Insults. Something about sticks and stones and words that never hurt? Well, whoever said that obviously missed all of the good insults. We try and keep it clean around here, but you will find just about everything on this list for your name calling needs.
The Best Insults
I love the way you espresso yourself.
How many horses can you fit in your barn?
This coffee is steaming up my glasses or is that just you?
Hold the sugar please, you're sweet enough for the both of us.
What did the bald man say when he got a comb for Christmas? Thanks, I'll never part with it
I would love to see the way you farm.
The back seat of my new Dodge lays right down.
Are you a hitter? Because you're killing it.

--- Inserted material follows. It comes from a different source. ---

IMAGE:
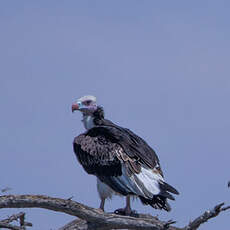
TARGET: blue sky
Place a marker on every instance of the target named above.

Your car's exhaust emits a toxic cloud of pollution, contributing to the slow demise of our planet.
Are you a tip? Cause you've got me on my toes!
Your car's engine is a pathetic excuse for power, wheezing and struggling like a dying animal.
You're going to look so good bound and gagged in our meat locker.
Hello, I am a thief and I am here to steal this dance.
If I were Peter Pan, dancing with you would be my happy thought.
When should you feed reindeer milk to a baby? When it's a baby reindeer
The interior of your car is a cesspool of filth and neglect, a breeding ground for bacteria and regret.
Your car's acceleration is slower than a snail on tranquilizers, a true embodiment of sluggishness.
You're not the person you used to be, and you never were.
You wanna ride to starbucks? Cause I like a little cream in my coffee.
Girl you be the 6, I'll be the 9, that's only time you'll be less than a dime.